There’s always been something special about Rare’s classic platformers. Donkey Kong Country broke new ground back on the SNES and went on to establish a certain cheeky mode for the developer – one which was arguably maximized in Rare’s answer to Mario 64, Banjo-Kazooie. So when a bunch of former Rare alums got together to form Playtonic Games, it was a given that they would probably make something pretty special in Banjo’s spiritual successor Yooka-Laylee.

With a new trailer announced this week, it looks like Playtonic is one hundred percent delivering on the promise that netted them so much on Kickstarter, to make a throwback-style 3D platformer the likes of which isn’t seen anymore in the today’s industry, just with the tech of today.
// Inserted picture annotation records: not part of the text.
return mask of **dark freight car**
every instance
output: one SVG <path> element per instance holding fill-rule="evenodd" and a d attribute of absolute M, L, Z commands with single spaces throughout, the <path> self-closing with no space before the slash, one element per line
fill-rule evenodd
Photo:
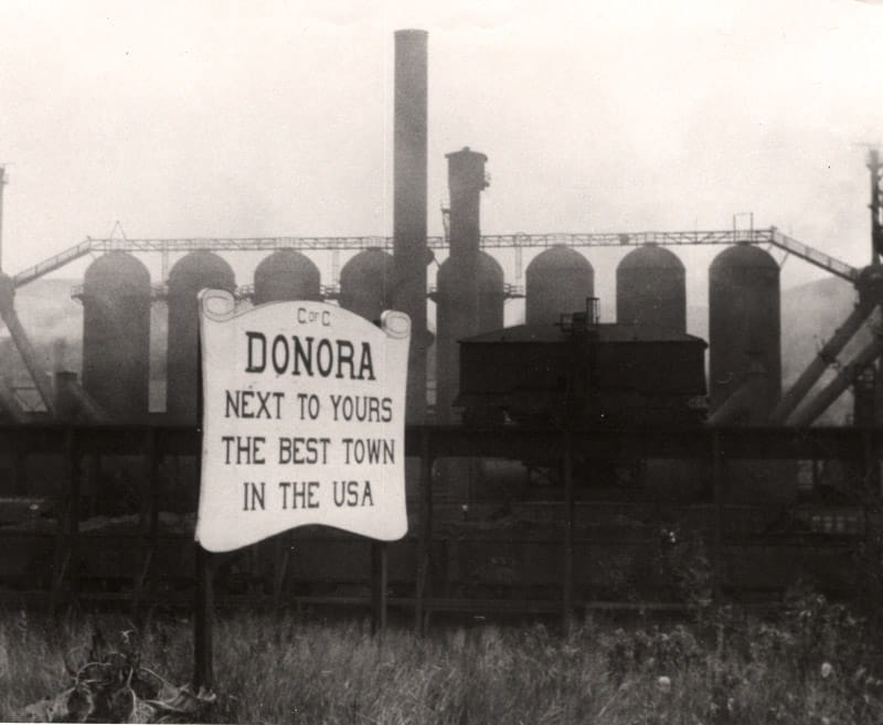
<path fill-rule="evenodd" d="M 705 415 L 705 348 L 662 328 L 565 316 L 460 341 L 465 423 L 690 425 Z"/>

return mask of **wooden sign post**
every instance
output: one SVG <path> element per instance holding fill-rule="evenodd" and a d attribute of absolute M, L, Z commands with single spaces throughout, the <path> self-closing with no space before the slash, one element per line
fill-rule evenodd
<path fill-rule="evenodd" d="M 236 312 L 222 290 L 200 309 L 199 544 L 228 552 L 306 524 L 404 536 L 407 314 L 377 327 L 323 302 Z"/>

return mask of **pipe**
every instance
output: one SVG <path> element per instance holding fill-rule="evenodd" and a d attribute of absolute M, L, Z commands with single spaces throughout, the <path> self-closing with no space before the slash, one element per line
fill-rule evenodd
<path fill-rule="evenodd" d="M 841 324 L 833 337 L 822 345 L 818 355 L 816 355 L 812 362 L 801 373 L 800 377 L 797 379 L 797 382 L 791 385 L 791 388 L 781 397 L 778 405 L 773 409 L 773 413 L 769 414 L 770 423 L 781 425 L 788 419 L 788 416 L 806 397 L 807 393 L 809 393 L 819 377 L 821 377 L 822 373 L 828 369 L 828 365 L 837 359 L 837 355 L 847 346 L 852 335 L 859 331 L 859 328 L 868 319 L 873 309 L 873 305 L 860 302 L 855 306 L 855 309 L 852 310 L 843 324 Z"/>
<path fill-rule="evenodd" d="M 406 420 L 426 416 L 427 32 L 395 31 L 393 259 L 395 308 L 411 318 Z"/>
<path fill-rule="evenodd" d="M 883 354 L 883 341 L 874 339 L 862 348 L 855 359 L 834 377 L 812 401 L 800 408 L 789 423 L 796 426 L 811 425 L 855 381 L 862 369 Z"/>
<path fill-rule="evenodd" d="M 15 313 L 14 296 L 15 288 L 12 278 L 8 275 L 0 275 L 0 317 L 3 318 L 3 322 L 9 329 L 9 334 L 12 337 L 12 342 L 21 355 L 31 380 L 36 385 L 40 397 L 43 399 L 43 405 L 46 406 L 49 413 L 54 413 L 52 384 L 49 375 L 41 370 L 36 352 L 24 332 L 19 316 Z"/>
<path fill-rule="evenodd" d="M 28 414 L 24 412 L 21 403 L 15 398 L 12 386 L 4 377 L 0 379 L 0 405 L 2 405 L 12 420 L 15 423 L 26 423 Z"/>

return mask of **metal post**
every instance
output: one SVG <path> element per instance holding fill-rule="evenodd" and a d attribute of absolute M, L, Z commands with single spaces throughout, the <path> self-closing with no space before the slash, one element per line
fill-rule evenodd
<path fill-rule="evenodd" d="M 202 345 L 196 345 L 196 420 L 199 425 L 199 448 L 196 450 L 196 486 L 202 486 Z M 212 589 L 212 555 L 202 544 L 194 542 L 196 564 L 196 598 L 193 603 L 193 684 L 211 690 L 214 685 L 212 657 L 212 625 L 214 620 L 214 591 Z"/>
<path fill-rule="evenodd" d="M 417 586 L 414 603 L 414 628 L 426 633 L 426 593 L 429 588 L 433 546 L 433 459 L 429 433 L 421 429 L 421 476 L 417 481 L 419 504 L 419 541 L 417 544 Z"/>
<path fill-rule="evenodd" d="M 564 456 L 562 459 L 564 473 L 564 597 L 562 623 L 568 629 L 573 618 L 573 530 L 574 530 L 574 490 L 573 490 L 573 433 L 564 434 Z"/>
<path fill-rule="evenodd" d="M 214 591 L 212 590 L 211 554 L 196 542 L 196 601 L 193 618 L 193 684 L 199 691 L 214 684 L 212 657 L 212 625 Z"/>
<path fill-rule="evenodd" d="M 714 490 L 714 554 L 712 563 L 712 580 L 714 584 L 714 600 L 721 603 L 723 590 L 723 527 L 724 527 L 724 471 L 723 450 L 721 448 L 721 434 L 714 430 L 712 439 L 712 486 Z"/>
<path fill-rule="evenodd" d="M 387 547 L 384 541 L 371 542 L 371 633 L 386 633 Z"/>

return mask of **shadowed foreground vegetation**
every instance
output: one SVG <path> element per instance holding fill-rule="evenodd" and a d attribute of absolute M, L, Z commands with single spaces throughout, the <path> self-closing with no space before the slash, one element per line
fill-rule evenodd
<path fill-rule="evenodd" d="M 214 641 L 216 700 L 196 715 L 191 711 L 192 719 L 883 722 L 875 627 L 818 596 L 804 597 L 775 620 L 724 609 L 689 625 L 587 620 L 568 636 L 542 625 L 481 626 L 439 629 L 423 640 L 392 630 L 383 642 L 365 623 L 234 615 L 217 622 Z M 155 619 L 139 633 L 109 616 L 56 622 L 7 612 L 0 620 L 0 719 L 60 716 L 33 703 L 79 692 L 66 719 L 181 722 L 188 716 L 145 702 L 180 702 L 187 691 L 172 683 L 190 679 L 191 658 L 191 629 L 182 620 Z M 100 680 L 113 692 L 95 694 Z M 161 680 L 166 690 L 159 692 Z"/>

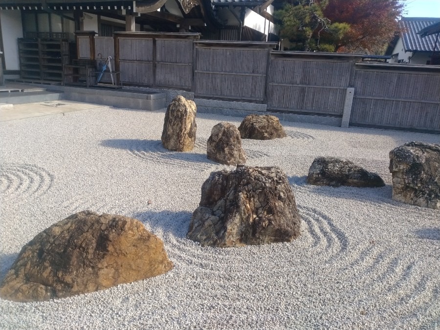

I seriously cannot believe a game this gorgeous is made in Unity.

The results, at least as far as I can tell from the trailer, speak for themselves. As you can see, it’s chock full of colorful, fun environments, goofy moves for heroes Yooka and Laylee, platforming challenges, that same sarcastic sense of humor and a healthy bit of tribute to the developers’ past experiences – look at that mine cart sequence! In short, it looks like a blast (and no doubt will prove to be, since the game will be playable at E3 next week).

It feels important for Yooka-Laylee to exist in all its nostalgic glory in today’s era, partially because there simply aren’t enough games that don’t take themselves too seriously or otherwise strive for pure fun (outside of Nintendo, which Yooka is also clearly a loving homage to). In their heyday, platformers on the N64 (and to some degree, PlayStation) were a dime a dozen; their popularity also spoke to gamings status as basically an interactive toy.

Things have changed a bit since games have become closer to Hollywood blockbusters. But the market and demand for the kind of fun, silly games that used to be so prevalent has shrunk to the niche of family titles, few and far between and arguably not designed for anyone other than actual children (or their parents).

To say that the mainstream market is in many ways pretty stagnant throughout its various heavy-handed genres seems pretty obvious. Outside of Rare, there just arent very games like this – Insomniacs Ratchet and Clank series (and Sunset Overdrive, to a lesser degree) and Raymans 2D revivals are practically the only games you might consider to be close outside of new Nintendo series entries.

Sony is well overdue for a reboot of Crash Bandicoot, if they can reclaim the rights from Activision, too – its cameo in Uncharted 4 may have been testing the water, and it was a wonderful surprise for fans who grew up with it. So why not bring more platformers back into the fold? If Yooka’s Kickstarter demand was any indication, fans are hungry for them. And Rare themselves will likely be on Sea of Thieves for some time, which despite its promise, doesn’t necessarily appear to lean on the developer’s roots.

By the same token, the game industry also has a tendency to outright forget its history. Not that Mario or Sonic is ever in danger of stopping, but the era of mascot platformers ended a long time ago and it’s a shame to see the genre (with animals or otherwise) die out. And really, if you get the right cocktail of level design and variation with great animation and responsive controls, there are few game types that are more fun than platformers; there’s just something about running around and jumping on stuff that’s timeless.

I got a chance to mess around with Yooka at last years E3, when the game was little more than a small sandbox prototype designed to give you an idea of the feel; even then, you could tell all that Rare charm was right there. With a little success, hopefully it’ll be catalyst to revive the sort of fun games used to be.